Unlike the early warning system, there wasn’t a binary classification layer in this use case. There were various faults that they wanted the system to be able to identify, so that they could direct the right resources to fix them.
A binary classification system which categorised images as working or faulty wouldn’t have provided them this level of detail.
As such the system was mainly focused on object detection for identifying various objects and the faults in the images.
Data Collection
As explained earlier, one of the key enablers for developing the solution was the huge number of images that the NWASH portal already contained. While these images were labelled incorrectly, the existence of the images themselves was a strong body of data that could be used to train the system to identify the faults and label the images correctly.
Some real-world challenges were observed during the project:
The first challenge we encountered was scoping the data collection required to develop a model capable of achieving specific benchmarks, such as a predetermined level of accuracy. Real-world scenarios are inherently complex, necessitating careful consideration of various factors relevant to the prediction task at hand.

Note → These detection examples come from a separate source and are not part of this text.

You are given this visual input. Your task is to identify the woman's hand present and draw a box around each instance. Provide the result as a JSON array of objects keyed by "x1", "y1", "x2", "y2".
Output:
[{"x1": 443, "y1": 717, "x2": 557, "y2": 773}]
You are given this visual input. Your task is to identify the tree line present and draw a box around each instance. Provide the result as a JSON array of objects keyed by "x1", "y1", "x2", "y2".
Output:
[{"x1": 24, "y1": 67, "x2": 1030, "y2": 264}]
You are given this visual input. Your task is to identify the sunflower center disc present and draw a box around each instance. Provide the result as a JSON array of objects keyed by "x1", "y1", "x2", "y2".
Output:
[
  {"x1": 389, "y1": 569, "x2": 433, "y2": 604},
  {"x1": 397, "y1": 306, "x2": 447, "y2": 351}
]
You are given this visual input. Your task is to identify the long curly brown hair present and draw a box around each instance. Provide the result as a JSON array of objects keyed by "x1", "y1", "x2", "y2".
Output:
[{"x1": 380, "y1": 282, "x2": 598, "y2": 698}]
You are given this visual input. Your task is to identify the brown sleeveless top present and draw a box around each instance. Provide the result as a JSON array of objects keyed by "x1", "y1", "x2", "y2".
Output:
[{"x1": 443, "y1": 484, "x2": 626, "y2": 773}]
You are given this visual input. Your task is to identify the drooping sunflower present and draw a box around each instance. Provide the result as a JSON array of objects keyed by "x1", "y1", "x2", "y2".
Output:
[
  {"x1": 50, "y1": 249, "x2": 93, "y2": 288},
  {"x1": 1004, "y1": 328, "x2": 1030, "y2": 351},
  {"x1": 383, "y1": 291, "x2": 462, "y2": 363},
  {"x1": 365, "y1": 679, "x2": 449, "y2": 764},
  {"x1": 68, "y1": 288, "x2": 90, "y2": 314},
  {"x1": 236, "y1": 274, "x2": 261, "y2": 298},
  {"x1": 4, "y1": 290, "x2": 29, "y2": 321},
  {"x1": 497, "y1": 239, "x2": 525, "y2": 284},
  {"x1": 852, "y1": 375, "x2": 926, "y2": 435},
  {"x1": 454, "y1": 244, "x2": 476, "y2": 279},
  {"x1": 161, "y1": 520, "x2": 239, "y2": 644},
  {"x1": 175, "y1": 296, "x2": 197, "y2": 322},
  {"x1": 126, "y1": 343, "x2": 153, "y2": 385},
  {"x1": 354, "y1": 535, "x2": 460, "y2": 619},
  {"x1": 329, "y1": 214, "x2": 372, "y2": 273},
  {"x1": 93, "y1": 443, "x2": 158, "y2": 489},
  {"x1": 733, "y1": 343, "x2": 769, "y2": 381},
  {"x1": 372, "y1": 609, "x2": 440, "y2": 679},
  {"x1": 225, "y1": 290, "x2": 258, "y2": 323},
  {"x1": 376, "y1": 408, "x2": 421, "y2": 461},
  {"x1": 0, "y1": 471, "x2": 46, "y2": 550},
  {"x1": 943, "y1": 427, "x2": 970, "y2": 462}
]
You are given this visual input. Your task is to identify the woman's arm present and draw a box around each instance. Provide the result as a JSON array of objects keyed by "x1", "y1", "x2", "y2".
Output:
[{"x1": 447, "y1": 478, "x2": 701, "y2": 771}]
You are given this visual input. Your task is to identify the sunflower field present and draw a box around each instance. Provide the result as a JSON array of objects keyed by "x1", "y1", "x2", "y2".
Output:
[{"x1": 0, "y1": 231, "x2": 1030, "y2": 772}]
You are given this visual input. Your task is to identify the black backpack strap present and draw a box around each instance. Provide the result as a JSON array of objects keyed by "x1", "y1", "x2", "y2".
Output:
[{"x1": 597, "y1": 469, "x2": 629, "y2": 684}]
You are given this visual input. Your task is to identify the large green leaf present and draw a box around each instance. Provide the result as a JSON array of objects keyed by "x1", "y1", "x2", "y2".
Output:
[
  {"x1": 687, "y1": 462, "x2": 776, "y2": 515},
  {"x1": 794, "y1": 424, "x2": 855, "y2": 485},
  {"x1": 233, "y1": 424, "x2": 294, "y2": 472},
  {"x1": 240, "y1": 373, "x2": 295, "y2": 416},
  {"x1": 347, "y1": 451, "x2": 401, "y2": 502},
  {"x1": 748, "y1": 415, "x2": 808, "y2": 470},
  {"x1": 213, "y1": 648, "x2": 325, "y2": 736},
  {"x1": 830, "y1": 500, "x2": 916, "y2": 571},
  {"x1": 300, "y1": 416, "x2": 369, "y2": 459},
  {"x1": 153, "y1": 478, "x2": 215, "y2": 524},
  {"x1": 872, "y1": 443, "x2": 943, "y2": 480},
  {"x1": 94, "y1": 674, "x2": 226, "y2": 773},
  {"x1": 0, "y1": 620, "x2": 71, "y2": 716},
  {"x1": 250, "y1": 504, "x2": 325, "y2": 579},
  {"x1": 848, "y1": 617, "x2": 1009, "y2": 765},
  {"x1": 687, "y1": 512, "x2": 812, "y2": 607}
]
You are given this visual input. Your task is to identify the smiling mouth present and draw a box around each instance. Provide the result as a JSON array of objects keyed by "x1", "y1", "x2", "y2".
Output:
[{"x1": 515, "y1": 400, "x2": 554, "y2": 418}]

The second challenge stemmed from the quality and consistency of the images. Issues included object orientations, image noise (e.g. unwanted objects), and object size (often too small for effective visualisation). These factors presented significant obstacles as conventional approaches struggled to adapt to the complexities of real-world situations. For instance, classification algorithms faltered in the presence of image noise, while dimensional analysis necessitated well-oriented photographs devoid of obstructions. Moreover, the lack of uniformity among WASH objects across various projects posed additional difficulties. For example, if there were 10 different types of taps across all projects, each sample had to be incorporated into the training process. Consequently, any new sample would inherently be deemed an outlier. Until the Minimum Viable Product (MVP) was extensively utilised, identifying outliers within the dataset remained challenging.
Training
The team took a supervised learning approach, where they randomly selected a sample from the data. They then worked with a WASH expert who manually looked through the images and identified specific faults in the infrastructure, adding correct labels to the images. Leveraging the knowledge of the expert allows you to create a training set which identifies the aspects of images which you are most interested in identifying. In this case, the expert could put more weight on those faults which were most important from a resource allocation perspective, and less weight on those that weren’t.
Accordingly, supervised learning was the right approach in this context. If they had set out to create an unsupervised model, which was able to identify every distinct object in the image, they would have numerous useless labels which didn’t identify what they were interested in. By taking a supervised learning approach they could create a simplified model, which was only identifying relevant objects within the image.
Creating the model, and fine-tuning to the data
Rara Labs used a similar process to LUMs to develop the model. They used Yolo for object detection, through a fine-tuning process to adjust its parameters to their specific use cases. Through this fine-tuning process, they fed in the labelled training data, and the algorithm was refined to be able to make distinctions between the different faults present in the images.
Yolo is a CNN algorithm, which has a high speed and moderately good accuracy on good quality photographs. The challenge when tailoring it to a specific real-world use case, is to determine whether it works well with the data you’re leveraging.
When employing YOLO for object and fault detection, two critical factors were considered:
The dataset should predominantly comprise large or medium-sized objects.
The objects within the images exhibit minimal clutter and overlap.
To ensure adherence to these criteria, the dataset was thoroughly collected and processed for the training. Furthermore, a comprehensive set of guidelines was created for capturing photographs to elevate their quality for future utilisation.
Testing
During the testing process, a random sample was selected from the data which hadn’t been used in the training process. This unlabelled data was fed through the system, which picked out faults present in the images. The next stage was to share the images which had been processed and labelled by the system with an expert to review whether all the relevant faults had been identified by the system.
Following this assessment, the team went through various iterations to adjust the model based on the feedback from the WASH expert. Ultimately the model was roughly able to achieve a 96-98% level of accuracy for the object detection.
While the process of refining the model is ongoing process, the initial findings from the first phase of work are promising. To understand the real impact, we need to understand the challenges of data collection, where someone needs to collect data for WASH assets one by one by answering several questions. There is a high possibility that the collected data will have some level of error on them.
The team is currently exploring new use cases, such as assessing the size of reservoirs and the height of the taps in the images contained in the portal. Furthermore, the nature of use cases did not have that one-size-fits-all solution. Therefore, other different experiments on Classification and Segmentation are being done as well.
Classification can be used to separate objects without faults with those with faults and types of faults. While Segmentation can be used to identify boundaries between various objects within the image. However, among the three approaches, the concentration of the pilot is mostly on object detection for the final MVP. With the findings from Classification and Segmentation, a hybrid approach can be developed for better and more accurate coverage of different use cases.